The transmembrane protein Sidestep (Side) functions as a substrate-bound attractant for motor axons in Drosophila. Outgrowing motor axons recognize Side via Beaten path Ia (Beat) and migrate along Side-expressing tissues. Here, we report a structure-function analysis of these guidance molecules using a variety of mutant lines and transgenic constructs. Investigation of Side mutants shows that the exchange of a single amino acid (L241H) in the second immunoglobulin domain disturbs Side function and subcellular localization. Overexpression of Side and Beat deletion constructs in S2 cells and muscles demonstrate that the first Ig domains of both proteins are necessary for their interaction. Furthermore, subcellular distributions of several Beat constructs identify functional domains and suggest a potential posttranslational processing step in ER compartments. In fact, fusing full-length Beat at both the N- and C-terminus with GFP and mCherry, respectively, shows that the N-terminal domain is transported to the plasma membrane and exposed on the cell surface, while the C-terminal domain accumulated in the nucleus. Taken together, these results give insights into the interaction of Side and Beat and imply that Beat might be subject to proteolytic cleavage during maturation.

Misregulation of Drosophila Sidestep Leads to Uncontrolled Wiring of the Adult Neuromuscular System and Severe Locomotion Defects.

Holometabolic organisms undergo extensive remodelling of their neuromuscular system during metamorphosis. Relatively, little is known whether or not the embryonic guidance of molecules and axonal growth mechanisms are re-activated for the innervation of a very different set of adult muscles. Here, we show that the axonal attractant Sidestep (Side) is re-expressed during Drosophila metamorphosis and is indispensable for neuromuscular wiring. Mutations in side cause severe innervation defects in all legs.
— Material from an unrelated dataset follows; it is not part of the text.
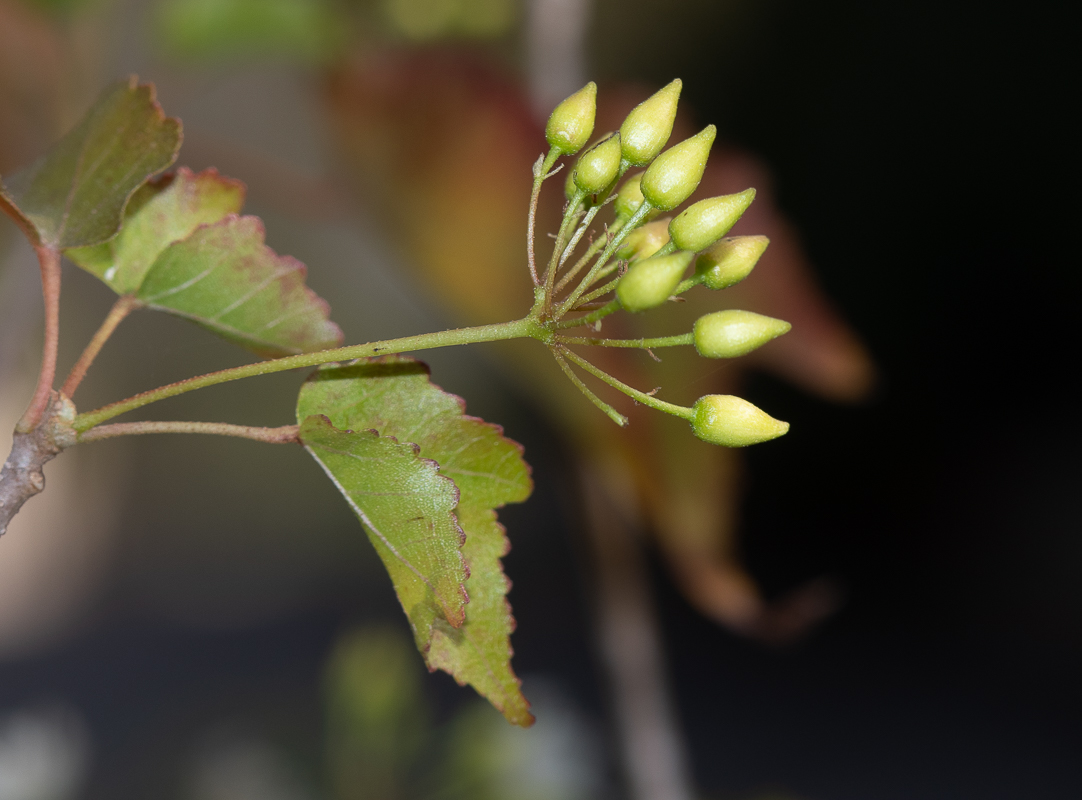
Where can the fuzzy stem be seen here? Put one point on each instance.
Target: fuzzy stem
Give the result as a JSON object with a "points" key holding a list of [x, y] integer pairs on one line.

Neuromuscular junctions (NMJs) show a reduced density or are completely absent at multi-fibre muscles. Misinnervation strongly impedes, but does not completely abolish motor behaviours, including walking, flying, or grooming. Overexpression of Side in developing muscles induces similar innervation defects; for example, at indirect flight muscles, it causes flightlessness. Since muscle-specific overexpression of Side is unlikely to affect the central circuits, the resulting phenotypes seem to correlate with faulty muscle wiring. We further show that mutations in beaten path Ia (beat), a receptor for Side, results in similar weaker adult innervation and locomotion phenotypes, indicating that embryonic guidance pathways seem to be reactivated during metamorphosis.

Sidestep-induced neuromuscular miswiring causes severe locomotion defects in Drosophila larvae.

Mutations in motor axon guidance molecules cause aberrant projection patterns of motor nerves. As most studies in Drosophila have analysed these molecules in fixed embryos, the consequences for larval locomotion are entirely unexplored. Here, we took advantage of sidestep (side)-mutant larvae that display severe locomotion defects because of irreparable innervation errors. Mutations in side affected all motor nerve branches and all body wall regions. Innervation defects were non-stereotypical, showing unique innervation patterns in each hemisegment. Premature activation of Side in muscle precursors abrogated dorsal migration of motor nerves, resulting in larvae with a complete loss of neuromuscular junctions on dorsal-most muscles. High-speed videography showed that these larvae failed to maintain substrate contact and inappropriately raised both head and tail segments above the substrate, resulting in unique 'arching' and 'lifting' phenotypes. These results show that guidance errors in side mutants are maintained throughout larval life and are asymmetrical with respect to the bilateral body axis. Together with similar findings in mice, this study also suggests that miswiring could be an underlying cause of inherited movement disorders.